Randomised Controlled Trial to Compare the Efficacy of Epidural Analgesia versus Intravenous Analgesia during Thoracotomy for Repair of Oesophaeal Atresia UC01-UC05
Dr. Prabudh Goel,
Assistant Professor, Department of Paediatric Surgery, All India Institute of Medical Sciences, New Delhi-110029, India.
Introduction: The repair of oesophageal atresia by thoracotomy (or thoracoscopy) is one of the most common neonatal surgical emergencies. Peri-operative pain management in these patients is challenging due to fear of respiratory depression, post-opioid administration. The morbidity of inadequately treated pain is significant and may result in physiological instability, altered mental development and inappropriate stress response. Efficacy of use of fentanyl by the epidural route has been compared with intravenous routes often; no clear-cut consensus exists in literature. However, it has been suggested that epidural fentanyl reduces the needs for intraoperative analgesics, improves the quality of post-operative analgesia and shortens the recovery time. However, the same phenomenon has not been studied in neonates with oesophageal atresia undergoing primary repair by the thoracotomy route.
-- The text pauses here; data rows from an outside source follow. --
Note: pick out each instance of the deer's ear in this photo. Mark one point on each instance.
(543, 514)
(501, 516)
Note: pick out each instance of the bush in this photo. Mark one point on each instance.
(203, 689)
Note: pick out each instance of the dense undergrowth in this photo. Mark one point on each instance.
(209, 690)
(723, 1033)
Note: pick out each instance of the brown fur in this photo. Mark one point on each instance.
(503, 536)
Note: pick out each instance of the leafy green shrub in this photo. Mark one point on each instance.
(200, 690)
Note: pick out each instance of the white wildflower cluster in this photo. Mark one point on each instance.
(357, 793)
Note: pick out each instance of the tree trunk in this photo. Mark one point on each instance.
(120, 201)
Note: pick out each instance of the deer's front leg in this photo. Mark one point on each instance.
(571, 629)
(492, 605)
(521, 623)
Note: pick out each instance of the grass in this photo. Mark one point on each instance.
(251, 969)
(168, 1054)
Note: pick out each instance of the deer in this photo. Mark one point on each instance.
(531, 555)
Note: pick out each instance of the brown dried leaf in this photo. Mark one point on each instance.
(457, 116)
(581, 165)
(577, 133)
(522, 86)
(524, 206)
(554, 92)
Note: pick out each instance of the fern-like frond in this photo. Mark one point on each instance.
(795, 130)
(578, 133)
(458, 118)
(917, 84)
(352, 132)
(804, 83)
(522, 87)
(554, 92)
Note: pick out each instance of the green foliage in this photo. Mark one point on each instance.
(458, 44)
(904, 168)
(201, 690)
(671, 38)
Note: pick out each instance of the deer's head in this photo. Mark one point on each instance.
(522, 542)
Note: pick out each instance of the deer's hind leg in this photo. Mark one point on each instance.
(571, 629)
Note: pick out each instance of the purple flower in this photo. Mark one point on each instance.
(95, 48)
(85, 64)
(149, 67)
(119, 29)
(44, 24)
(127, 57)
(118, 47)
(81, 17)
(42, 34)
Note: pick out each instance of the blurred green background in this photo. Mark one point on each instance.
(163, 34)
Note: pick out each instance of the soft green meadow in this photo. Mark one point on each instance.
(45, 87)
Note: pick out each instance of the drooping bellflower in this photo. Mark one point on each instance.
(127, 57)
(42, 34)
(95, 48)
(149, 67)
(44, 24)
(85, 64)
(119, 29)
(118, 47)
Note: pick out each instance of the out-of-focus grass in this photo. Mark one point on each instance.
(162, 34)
Aim: To compare the analgesic efficacy of fentanyl via epidural vs. intra-venous routes of administration during thoracotomy for primary repair of oesophageal atresia in neonates.
Materials and Methods: This was a randomised controlled trial for a span of over two years, on neonates (n=60) undergoing thoracotomy under general anaesthesia, for primary repair of oesophageal atresia. The participants were randomised into two groups to receive thoracic epidural analgesia with fentanyl and bupivacaine (Group A, n=30) and intravenous fentanyl (Group B, n=30) respectively. The monitoring and pain assessment was done in first 24 hours, adequacy of respiration was assessed by respiratory rate and oxygen saturation. Data were represented as Mean (Range±SD). Independent sample t-test and Mann Whitney U test were used to compare the heart rate and total fentanyl consumption respectively between the two groups.
Results: Patients in Group A were hemodynamically more stable (post-incision heart rate (mean±SD) was 179.4±10.9 beats per minute in Group A vis-à-vis 186±9 beats per minute in Group B, p-value=0.01) and required less analgesia (need for intraoperative fentanyl boluses: n=2 of 30 in Group A vis-à-vis 9 of 30 in Group B, p-value=0.02); total fentanyl consumption: median (IQR) 1.2 (0-2.5) mcg in Group A vis-à-vis 7.75 (6-12) mcg in Group B; p<0.0001). Extubation after surgery in operating room was more in Group A (18 of 30 vs. none in Group B, p-value <0.0001) and ventilatory requirement after six hours of surgery was more in Group B (11 of 30 vs. 2 of 30 in Group A; risk ratio (95% CI): 0.26 (0.07-0.94), p=0.005). Pain scores at the time of extubation were significantly higher in Group B (p<0.001).
Conclusion: Use of epidural fentanyl and bupivacaine has been found to be safe and superior to intravenous fentanyl in this study with a potential to offer an awake and comfortable patient at the end of surgery. However, the technique of insertion of epidural catheter neonates are demanding and require expertise with caution.